User:TiagoLubiana/10.7554/eLife.52614

This is an wikification of the article Science Forum: Wikidata as a knowledge graph for the life sciences by Andra Waagmeester at al. available at https://elifesciences.org/articles/52614.

This article incorporates text available under the CC BY 4.0 license.

Abstract

Wikidata is a community-maintained knowledge base that has been assembled from repositories in the fields of genomics, proteomics, genetic variants, pathways, chemical compounds, and diseases, and that adheres to the FAIR principles of findability, accessibility, interoperability and reusability. Here we describe the breadth and depth of the biomedical knowledge contained within Wikidata, and discuss the open-source tools we have built to add information to Wikidata and to synchronize it with source databases. We also demonstrate several use cases for Wikidata, including the crowdsourced curation of biomedical ontologies, phenotype-based diagnosis of disease, and drug repurposing.

Introduction

Integrating data and knowledge is a formidable challenge in biomedical research. Although new scientific findings are being discovered at a rapid pace, a large proportion of that knowledge is either locked in data silos (where integration is hindered by differing nomenclature, data models, and licensing terms ^[1]) or locked away in free-text. The lack of an integrated and structured version of biomedical knowledge hinders efficient querying or mining of that information, thus preventing the full utilization of our accumulated scientific knowledge.

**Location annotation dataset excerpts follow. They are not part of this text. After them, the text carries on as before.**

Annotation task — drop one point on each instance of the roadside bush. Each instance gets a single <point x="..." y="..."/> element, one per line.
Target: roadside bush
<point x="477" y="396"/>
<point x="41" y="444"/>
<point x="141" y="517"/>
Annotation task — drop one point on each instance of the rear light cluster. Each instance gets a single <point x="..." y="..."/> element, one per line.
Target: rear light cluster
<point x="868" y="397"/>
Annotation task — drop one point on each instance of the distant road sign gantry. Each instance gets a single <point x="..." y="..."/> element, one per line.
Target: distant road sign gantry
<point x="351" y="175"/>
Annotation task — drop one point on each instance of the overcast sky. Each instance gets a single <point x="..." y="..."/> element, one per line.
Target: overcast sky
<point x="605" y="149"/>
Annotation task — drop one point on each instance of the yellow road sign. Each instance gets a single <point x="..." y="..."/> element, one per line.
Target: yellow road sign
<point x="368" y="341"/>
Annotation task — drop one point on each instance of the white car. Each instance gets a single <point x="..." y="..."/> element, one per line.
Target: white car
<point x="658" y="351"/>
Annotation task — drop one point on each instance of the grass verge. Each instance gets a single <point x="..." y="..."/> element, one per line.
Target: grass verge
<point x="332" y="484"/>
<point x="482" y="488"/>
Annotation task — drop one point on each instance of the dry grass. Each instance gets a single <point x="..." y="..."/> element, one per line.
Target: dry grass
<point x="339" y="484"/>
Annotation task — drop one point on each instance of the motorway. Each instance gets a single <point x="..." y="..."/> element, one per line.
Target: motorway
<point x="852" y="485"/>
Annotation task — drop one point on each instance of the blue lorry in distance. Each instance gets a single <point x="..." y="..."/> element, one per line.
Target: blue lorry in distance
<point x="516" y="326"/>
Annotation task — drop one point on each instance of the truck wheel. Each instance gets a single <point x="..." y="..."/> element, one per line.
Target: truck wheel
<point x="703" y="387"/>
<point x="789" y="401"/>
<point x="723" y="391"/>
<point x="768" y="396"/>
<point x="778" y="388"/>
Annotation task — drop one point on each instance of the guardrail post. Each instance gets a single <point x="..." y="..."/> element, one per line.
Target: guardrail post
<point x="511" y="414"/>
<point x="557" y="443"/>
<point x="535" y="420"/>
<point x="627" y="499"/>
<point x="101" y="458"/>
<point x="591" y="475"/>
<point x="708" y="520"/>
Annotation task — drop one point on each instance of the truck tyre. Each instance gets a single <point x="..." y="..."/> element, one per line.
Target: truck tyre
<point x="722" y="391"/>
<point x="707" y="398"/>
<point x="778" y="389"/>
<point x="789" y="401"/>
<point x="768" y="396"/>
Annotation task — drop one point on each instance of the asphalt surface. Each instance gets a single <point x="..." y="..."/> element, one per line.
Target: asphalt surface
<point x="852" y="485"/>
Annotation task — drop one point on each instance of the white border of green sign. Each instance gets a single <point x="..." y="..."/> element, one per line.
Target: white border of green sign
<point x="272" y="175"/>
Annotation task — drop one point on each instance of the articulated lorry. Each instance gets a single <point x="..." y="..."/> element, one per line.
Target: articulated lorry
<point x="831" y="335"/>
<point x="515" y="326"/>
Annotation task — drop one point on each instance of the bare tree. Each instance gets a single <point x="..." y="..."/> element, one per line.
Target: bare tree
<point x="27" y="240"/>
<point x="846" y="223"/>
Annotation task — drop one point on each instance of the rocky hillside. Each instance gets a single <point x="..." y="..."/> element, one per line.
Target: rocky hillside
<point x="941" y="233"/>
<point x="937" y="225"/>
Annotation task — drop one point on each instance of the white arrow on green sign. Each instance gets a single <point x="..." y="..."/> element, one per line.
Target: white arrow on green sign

Recently, there has been a growing emphasis within the scientific community to ensure all scientific data are FAIR – Findable, Accessible, Interoperable, and Reusable – and there is a growing consensus around a concrete set of principles to ensure FAIRness ^[1]^[2]. Widespread implementation of these principles would greatly advance efforts by the open-data community to build a rich and heterogeneous network of scientific knowledge. That knowledge network could, in turn, be the foundation for many computational tools, applications and analyses.

Most data- and knowledge-integration initiatives fall on either end of a spectrum. At one end, centralized efforts seek to bring multiple knowledge sources into a single database (see, for example, Mungall et al., 2017^[3]): this approach has the advantage of data alignment according to a common data model and of enabling high performance queries. However, centralized resources are difficult and expensive to maintain and expand ^[4]^[5], at least in part because of bottlenecks that are inherent in a centralized design.

Here we explore the use of Wikidata (www.wikidata.org; Vrandečić, 2012; Mora-Cantallops et al., 2019) as a platform for knowledge integration in the life sciences. Wikidata is an openly-accessible knowledge base that is editable by anyone. Like its sister project Wikipedia, the scope of Wikidata is nearly boundless, with items on topics as diverse as books, actors, historical events, and galaxies. Unlike Wikipedia, Wikidata focuses on representing knowledge in a structured format instead of primarily free text. As of September 2019, Wikidata's knowledge graph included over 750 million statements on 61 million items (tools.wmflabs.org/wikidata-todo/stats.php). Wikidata was also the first project run by the Wikimedia Foundation (which also runs Wikipedia) to have surpassed one billion edits, achieved by a community of 12,000 active users, including 100 active computational ‘bots’ (Figure 1—figure supplement 1).

As a knowledge integration platform, Wikidata combines several of the key strengths of the centralized and distributed approaches. A large portion of the Wikidata knowledge graph is based on the automated imports of large structured databases via Wikidata bots, thereby breaking down the walls of existing data silos. Since Wikidata is also based on a community-editing model, it harnesses the distributed efforts of a worldwide community of contributors, including both domain experts and bot developers. Anyone is empowered to add new statements, ranging from individual facts to large-scale data imports. Finally, all knowledge in Wikidata is queryable through a SPARQL query interface (query.wikidata.org/), which also enables distributed queries across other Linked Data resources.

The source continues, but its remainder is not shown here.